The company's growing sales figures are reflected in its swelling workforce. Once it had only a clutch of machines and just as few workers but now it has a workforce of 500 in a sprawling new factory covering 47,500 square meters, the size of seven soccer fields.
But if Huludao Yifeng has grown accustomed to slotting in sales goal after sales goal in recent years, at one point the goals became increasingly difficult to score.
"Exports grew at 30 percent every year between 2000 and 2008, but we had an all-time low in 2008 because of the economic crisis," Liu says, and sales fell 30 percent. That year sales just covered costs, she says.
By this time, Liu, after about 30 years in manufacturing, had grown tired of her company's products being labeled with the names of others, and she felt particularly vulnerable to an overseas market that was in a slump and looking decidedly unpredictable.
It was then that she decided to go on the offensive and try a new strategy: to increase sales in the domestic market.
"I thought it was high time for us to make something of the Chinese market. After all, going on holiday at the seaside was becoming more popular, so the life cycle of swimsuits was becoming shorter."
She began to develop her own brands, Kdilon and Jinxueer, sales of which have grown at between 5 percent and 10 percent every year since 2008, she says.
Aware of the benefits of spreading risk, Liu says she will secure both the company's domestic and international markets.

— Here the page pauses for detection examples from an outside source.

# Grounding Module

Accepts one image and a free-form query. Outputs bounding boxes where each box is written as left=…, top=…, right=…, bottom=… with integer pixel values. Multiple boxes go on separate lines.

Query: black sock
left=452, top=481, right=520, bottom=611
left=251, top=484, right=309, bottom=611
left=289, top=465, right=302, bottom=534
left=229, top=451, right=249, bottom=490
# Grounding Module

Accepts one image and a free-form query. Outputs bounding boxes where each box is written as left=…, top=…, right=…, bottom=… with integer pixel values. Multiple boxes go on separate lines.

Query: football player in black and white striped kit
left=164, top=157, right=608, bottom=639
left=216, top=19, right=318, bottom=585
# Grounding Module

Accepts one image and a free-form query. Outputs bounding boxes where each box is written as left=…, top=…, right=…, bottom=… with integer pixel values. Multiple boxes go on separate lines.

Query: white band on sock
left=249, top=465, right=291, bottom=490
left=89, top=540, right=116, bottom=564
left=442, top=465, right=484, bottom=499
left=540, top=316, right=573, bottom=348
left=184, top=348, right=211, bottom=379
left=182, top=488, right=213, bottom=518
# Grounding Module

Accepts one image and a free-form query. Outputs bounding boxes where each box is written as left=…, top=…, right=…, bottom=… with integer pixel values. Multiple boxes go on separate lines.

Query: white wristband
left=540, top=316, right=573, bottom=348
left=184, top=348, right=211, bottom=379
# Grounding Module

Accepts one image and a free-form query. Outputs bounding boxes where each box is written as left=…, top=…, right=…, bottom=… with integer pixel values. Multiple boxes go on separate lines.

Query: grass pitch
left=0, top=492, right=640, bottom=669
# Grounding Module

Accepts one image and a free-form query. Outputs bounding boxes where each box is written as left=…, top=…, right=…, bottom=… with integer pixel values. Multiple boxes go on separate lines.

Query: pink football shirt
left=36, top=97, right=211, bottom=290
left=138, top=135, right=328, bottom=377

The prices of her products sold in China range from 200 yuan to 500 yuan, about the same as for some middle-priced foreign brands.
But she says it is very difficult for her swimsuits to get into high-end shopping malls in big cities because there is a lack of brand awareness, and people know more about Arena from the US and Speedo from Australia.
She has also pondered a brand for the overseas market but given the present economic woes has decided to bide her time and concentrate on the domestic market.
"In the fierce Western market we are competing with numerous mature brands. I know that you cannot build a brand in a day."
Liu, sporting a Chanel bracelet and a black sheepskin Chanel handbag, cites that brand and Louis Vuitton as examples. "It is an accumulation of time and culture."
A few years ago, when she was in Milan, she came across her swimsuits in a department store not far from the city's famed cathedral. As she looked at the swimwear, the pride she felt was accompanied by more than a tinge of sadness.
"Ultimately, although we had the skills and technology to produce all of this, we were completely unknown there."
She says she has been prepared to do the hard work in building her own brand in the domestic market, which, given that there are only a few well known local brands, is less competitive.
In China if the retail price of a swimsuit is 400 yuan, she says, her company gets just 72 yuan of that, but if a 400 yuan swimsuit carried a well known brand name the maker would get up to 180 yuan of that.
In the short term, Liu plans to market more high-end products priced at 800 yuan, and at the same time aims to raise the wholesale price by 10 percent.
"I have to fight for the (profit margins) to cover growing labor costs. Before 2000, labor accounted for 8 percent of our overheads, but now it's 25 percent."
The profit for export and domestic sale is almost the same.
"Although the profit on domestic sales is 20 percent, 10 percentage points higher than on overseas sales, the sales volume in China is a lot lower."
Domestically, design tastes are highly unpredictable, she says, whereas large orders from overseas include patterns, and making swim gear according to them is a lot easier and faster, so the orders are much easier to fulfill.
In addition, domestic sales attract high rates of tax, while exports attract tax rebates.
Liu, who joined the family business 20 years ago after quitting her job as a public servant at a forestry bureau, has not given up on the overseas market.
She says she will work with several big names to reduce the risks of an unstable global economy and fluctuating exchange rates.
"I cannot put all my eggs in one basket. If the basket is dropped, everything is gone."